Chickpeas and sweet potatoes are other iconic health ingredients with potential in crackers. Mondelez Global was bullish on these alternatives plus rice, making them signature ingredients for its new Nabisco Good Thins cracker line. The brand was hailed as the first new snack brand from the company in over a decade.
Ancient grains also helped power cracker innovation in 2016, including the world’s smallest grain: teff. The staple grain of Ethopia, teff is gluten-free and rich in fiber with a slightly nutty flavor. Kashi Teff Thins Snack Crackers gave teff a starring role, also making waves with eclectic flavors like Tomato Lentil Berbere, a zesty spice blend of chili powder, paprika and coriander common in Ethiopian cuisine. Kellogg’s Special K Multigrain Crackers with Quinoa boasted of “purposeful ingredients to nourish [the] body without sacrificing taste.”
Flavor innovation in crackers went in savory and spicy directions in 2016. Two major food flavor trends – pumpkin spice and sriracha – impacted 2016’s proceedings.
Nabisco Triscuit added a Sriracha flavor during the year while Trader Joe’s added Pumpkin Soup Crackers its deluge of pumpkin spice-flavored products for the fall months. Mediterranean Style Olive—a new flavor recommended for topping with hummus, cucumbers, or tomatoes and feta—joined the Nabisco Triscuit lineup in 2016.
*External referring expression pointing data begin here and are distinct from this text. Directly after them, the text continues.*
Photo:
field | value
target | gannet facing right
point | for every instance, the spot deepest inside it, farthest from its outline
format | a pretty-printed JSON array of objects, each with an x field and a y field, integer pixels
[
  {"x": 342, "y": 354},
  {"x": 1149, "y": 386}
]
Cheese flavors including specialty cheeses gained traction in 2016. Gouda enjoyed attention, helped by launches like Smoked Gouda flavored Nabisco Triscuit Crackers. Jarlsberg Cheese Crisps Crunchy Baked Crackers hoped to cash in on the 80% consumer brand awareness of the Jarslberg Cheese brand in the deli case. These baked crackers were topped with freshly shredded Jarlsberg Cheese just prior to baking.
Much like cookies, crackers also referenced the “thin” trend in 2016. Nabisco Wheat Thins went “even thinner” in 2016 with an extension described as “the next dimension in delicious.” Kellogg’s Town House brand Flatbread Crisps slimmed down with cracker flavors like Spinach, Artichoke & Feta reportedly inspired by culinary ingredients and restaurant flatbread recipes.